If $X$ is a vector space endowed with a metric that is NOT norm induced and If $x_n\to x$ and $y_n\to y$, then $x_n+y_n\to x+y$


Let $ X$ be a real or complex vector space endowed with a metric $ d$ which is not induced by a norm, that is there exist no norm $ \| \cdot \|$ on $ X$ such that $ d(x,y)=\| x-y \|$ . Prove or disprove:

(a) If $ x_n\to x$ and $ \lambda_n\to \lambda$ ($ \lambda_n,\lambda$ are scalars), then $ \lambda_n x_n \to \lambda x$ .

(b) If $ x_n\to x$ and $ y_n\to y$ , then $ x_n+y_n\to x+y$ .
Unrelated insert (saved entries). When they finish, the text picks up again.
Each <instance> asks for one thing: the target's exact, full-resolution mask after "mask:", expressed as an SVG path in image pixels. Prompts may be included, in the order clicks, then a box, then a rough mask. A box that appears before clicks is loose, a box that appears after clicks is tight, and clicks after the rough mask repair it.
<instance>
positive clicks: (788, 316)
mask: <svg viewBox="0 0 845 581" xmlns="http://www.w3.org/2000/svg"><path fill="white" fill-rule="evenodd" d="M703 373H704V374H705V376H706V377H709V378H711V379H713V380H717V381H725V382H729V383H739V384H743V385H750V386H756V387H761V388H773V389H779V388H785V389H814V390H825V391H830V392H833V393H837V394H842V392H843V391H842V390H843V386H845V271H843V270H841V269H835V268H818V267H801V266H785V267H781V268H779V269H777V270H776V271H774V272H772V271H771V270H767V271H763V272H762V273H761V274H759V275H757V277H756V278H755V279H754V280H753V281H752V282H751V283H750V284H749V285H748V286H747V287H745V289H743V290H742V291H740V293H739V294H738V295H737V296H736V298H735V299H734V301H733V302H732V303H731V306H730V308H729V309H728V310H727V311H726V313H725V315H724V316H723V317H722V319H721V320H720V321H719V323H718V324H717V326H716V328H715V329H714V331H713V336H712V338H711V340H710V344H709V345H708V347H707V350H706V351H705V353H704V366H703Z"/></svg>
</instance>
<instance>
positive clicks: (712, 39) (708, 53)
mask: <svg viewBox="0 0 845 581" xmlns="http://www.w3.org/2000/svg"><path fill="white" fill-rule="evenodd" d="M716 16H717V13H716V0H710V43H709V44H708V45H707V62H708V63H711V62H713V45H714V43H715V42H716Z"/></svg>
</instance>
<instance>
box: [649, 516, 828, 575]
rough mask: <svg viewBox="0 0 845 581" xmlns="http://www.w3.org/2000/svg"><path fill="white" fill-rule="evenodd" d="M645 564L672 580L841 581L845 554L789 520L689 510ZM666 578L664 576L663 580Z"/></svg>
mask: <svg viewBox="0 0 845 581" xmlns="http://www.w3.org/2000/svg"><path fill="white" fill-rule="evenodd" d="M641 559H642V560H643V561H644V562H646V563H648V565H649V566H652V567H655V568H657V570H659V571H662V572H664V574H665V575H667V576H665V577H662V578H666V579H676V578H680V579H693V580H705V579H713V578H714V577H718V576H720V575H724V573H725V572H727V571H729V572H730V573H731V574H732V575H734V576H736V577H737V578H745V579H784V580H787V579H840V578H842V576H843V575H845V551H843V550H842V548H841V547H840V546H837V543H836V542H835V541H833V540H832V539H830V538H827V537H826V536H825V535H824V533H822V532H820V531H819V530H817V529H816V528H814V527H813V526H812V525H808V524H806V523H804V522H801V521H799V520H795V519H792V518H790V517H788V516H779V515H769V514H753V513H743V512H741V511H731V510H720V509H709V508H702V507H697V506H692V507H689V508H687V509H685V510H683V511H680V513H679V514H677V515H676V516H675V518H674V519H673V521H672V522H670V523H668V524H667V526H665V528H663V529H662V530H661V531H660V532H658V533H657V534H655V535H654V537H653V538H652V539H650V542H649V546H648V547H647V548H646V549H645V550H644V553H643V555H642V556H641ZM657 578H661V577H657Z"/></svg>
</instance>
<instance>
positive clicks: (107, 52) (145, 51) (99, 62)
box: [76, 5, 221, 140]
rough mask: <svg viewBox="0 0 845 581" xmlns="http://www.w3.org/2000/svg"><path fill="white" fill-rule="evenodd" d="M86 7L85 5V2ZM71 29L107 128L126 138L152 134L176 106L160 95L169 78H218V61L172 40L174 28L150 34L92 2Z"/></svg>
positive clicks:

This is throwing me off just because the vector space is endowed with a metric that is not norm induced, and I am not sure what all that implies. With that said, I think I may be doing this problem naively. Anyway, here are my solutions:

(a) Let $ y\in X$ be fixed. Then, by the triangle inequality, $ $ d(\lambda_nx_n,y) \leq d(\lambda_nx_n,\lambda x) + d(\lambda x, y),$ $ similarly, $ $ d(\lambda x,y)\leq d(\lambda x,\lambda_n x_n) + d(\lambda_n x_n , y),$ $ which implies that $ $ d(\lambda x,y) – d(\lambda_n x_n , y) \leq d(\lambda x,\lambda_n x_n),$ $ so that as $ n\to\infty$ we have $ \lambda_n x_n \to \lambda x$ .

(b) We may establish an upper bound via the triangle inequality, so that $ $ d(x_{n},y_{n}) \leq d(x_{n},x) + d(x,y) + d(y,y_{n}). $ $ Again for a lower bound, we use the triangle inequality: $ $ d(x,y) \leq d(x_{n},x) + d(x_{n},y_{n}) + d(y_{n},y); $ $ hence we have that, $ $ d(x,y) – d(x_{n},x) – d(y_{n},y) \leq d(x_{n},y_{n}). $ $ Now as $ n \to \infty$ we have $ $ d(x_{n},y_{n}) \to d(x,y). $ $